# Directed and Weighted Centrality

Specific measures can be applied to measure centrality or node importance in directed and/or weighted networks.

In [None]:
import networkx as nx
import pandas as pd
import matplotlib.pyplot as plt
%matplotlib inline
pd.set_option("display.precision", 3)

In this notebook we will use data from the widely-studied Enron email corpus, which is described [here](https://en.wikipedia.org/wiki/Enron_Corpus).

First we load the data and create a network representing the Enron internal email network. Each line contains a sender email addreess, a receipient email address, and the number of emails sent from the sender to the receipient.

It makes sense to represent this data as a directed network, with edge weights indicating the number of emails from sender to receipient.

In [None]:
fin = open("enron.edgelist","r")
lines = fin.readlines()
fin.close()

In [None]:
g = nx.DiGraph()
for line in lines:
    parts = line.strip().split("\t")
    num_emails = int(parts[2])
    g.add_edge( parts[0], parts[1], weight=num_emails )

In [None]:
g.number_of_nodes(), g.number_of_edges()

### Unweighted In-Degrees and Out-Degrees

First, we could look at the simple count of incoming edges - i.e. the **unweighted in-degree**. In this context, the number indicates the number of unique individuals from whom a person has received emails.

In [None]:
# get a dictionary of in-degree scores for all nodes
in_degrees = dict(g.in_degree())
in_degrees

Examine statistics and distribution of unweighted in-degree values:

In [None]:
indeg = pd.Series(in_degrees)
print('In-degree range: [%d, %d]' % (indeg.min(), indeg.max() ) )
print('Mean in-degree: %.2f' % indeg.mean() )
print('Median in-degree: %d' % indeg.median() )

In [None]:
ax = indeg.plot.hist(figsize=(12,6), fontsize=14, legend=None, color="darkred", bins=20, zorder=3)
ax.yaxis.grid()
ax.set_ylabel("Number of Nodes", fontsize=14)
ax.set_xlabel("Unweighted In-Degree", fontsize=14);

Get the top 10 nodes ranked by in-degree. Who received emails from the largest number of unique senders in the company?

In [None]:
indeg.sort_values(ascending=False).head(10)

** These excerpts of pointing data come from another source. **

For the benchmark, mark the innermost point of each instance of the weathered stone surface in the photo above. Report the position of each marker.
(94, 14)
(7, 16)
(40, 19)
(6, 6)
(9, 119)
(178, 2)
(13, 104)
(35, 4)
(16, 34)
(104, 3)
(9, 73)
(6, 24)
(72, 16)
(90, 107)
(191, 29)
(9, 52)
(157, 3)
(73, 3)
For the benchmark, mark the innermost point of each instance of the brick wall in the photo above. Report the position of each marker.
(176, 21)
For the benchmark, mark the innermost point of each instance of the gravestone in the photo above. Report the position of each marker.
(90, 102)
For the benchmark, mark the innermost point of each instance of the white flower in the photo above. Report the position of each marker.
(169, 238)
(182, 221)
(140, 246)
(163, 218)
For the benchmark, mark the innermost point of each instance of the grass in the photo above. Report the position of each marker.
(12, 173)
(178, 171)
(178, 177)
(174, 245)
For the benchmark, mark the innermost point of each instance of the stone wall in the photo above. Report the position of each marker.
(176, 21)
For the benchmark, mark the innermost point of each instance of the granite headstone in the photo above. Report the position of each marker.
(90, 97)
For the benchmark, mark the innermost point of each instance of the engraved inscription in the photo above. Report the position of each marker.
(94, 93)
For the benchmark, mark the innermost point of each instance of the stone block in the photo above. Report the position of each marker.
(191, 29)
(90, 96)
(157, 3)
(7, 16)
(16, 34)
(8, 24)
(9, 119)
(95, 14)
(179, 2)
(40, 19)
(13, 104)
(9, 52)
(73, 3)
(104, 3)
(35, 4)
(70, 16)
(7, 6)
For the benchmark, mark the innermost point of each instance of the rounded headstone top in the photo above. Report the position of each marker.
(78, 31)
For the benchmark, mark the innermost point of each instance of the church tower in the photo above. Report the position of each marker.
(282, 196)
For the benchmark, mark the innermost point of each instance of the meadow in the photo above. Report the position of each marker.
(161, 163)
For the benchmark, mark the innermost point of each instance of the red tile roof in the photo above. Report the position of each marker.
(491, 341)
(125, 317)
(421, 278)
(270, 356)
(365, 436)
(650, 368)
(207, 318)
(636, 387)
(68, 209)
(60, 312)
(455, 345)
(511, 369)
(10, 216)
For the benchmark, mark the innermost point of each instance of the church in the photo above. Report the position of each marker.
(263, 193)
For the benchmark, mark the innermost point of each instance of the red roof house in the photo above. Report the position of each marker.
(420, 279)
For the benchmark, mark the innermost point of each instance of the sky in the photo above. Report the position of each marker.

Next, look at the simple count of outgoing edges - i.e. the **unweighted out-degree**. This correspond to the number indicates the number of unique individuals to whom each person has sent emails.

In [None]:
# get a dictionary of out-degree scores for all nodes
out_degrees = dict(g.out_degree())

We see that the lowest out-degree is 0 - i.e. these are nodes representing people who sent no emails during the time period covered this dataset.

In [None]:
outdeg = pd.Series(out_degrees)
print('In-degree range: [%d, %d]' % (outdeg.min(), outdeg.max() ) )
print('Mean in-degree: %.2f' % outdeg.mean() )
print('Median in-degree: %d' % outdeg.median() )

In [None]:
ax = outdeg.plot.hist(figsize=(12,6), fontsize=14, legend=None, color="darkgreen", bins=20, zorder=3)
ax.yaxis.grid()
ax.set_ylabel("Number of Nodes", fontsize=14)
ax.set_xlabel("Unweighted Out-Degree", fontsize=14);

Get the top 10 nodes ranked by in-degree. Who sent emails to the largest number of unique addresses?

In [None]:
outdeg.sort_values(ascending=False).head(10)

### Weighted In-Degrees and Out-Degrees

So far we have not considered the number of emails sent between each employee, just the number of edges. We can also look at weighted degrees, which are based on email counts in this case. 

Calculate the weighted in-degree - i.e. the total number of e-mails received by each employee:

In [None]:
# get a dictionary of in-degree scores for all nodes, using values from the 'weight' attribute
win_degrees = dict(g.in_degree(weight="weight"))

We can see from the statistics of these scores that the range of values is much larger when we take into account weights:

In [None]:
windeg = pd.Series(win_degrees)
print('Weighted in-degree range: [%d, %d]' % (windeg.min(), windeg.max() ) )
print('Mean weighted in-degree: %.2f' % windeg.mean() )
print('Median weighted in-degree: %d' % windeg.median() )

In [None]:
ax = windeg.plot.hist(figsize=(12,6), fontsize=14, legend=None, color="darkred", bins=20, zorder=3)
ax.yaxis.grid()
ax.set_ylabel("Number of Nodes", fontsize=14)
ax.set_xlabel("Weighted In-Degree", fontsize=14);

Which employees received the most emails in the company during this time period?

In [None]:
windeg.sort_values(ascending=False).head(10)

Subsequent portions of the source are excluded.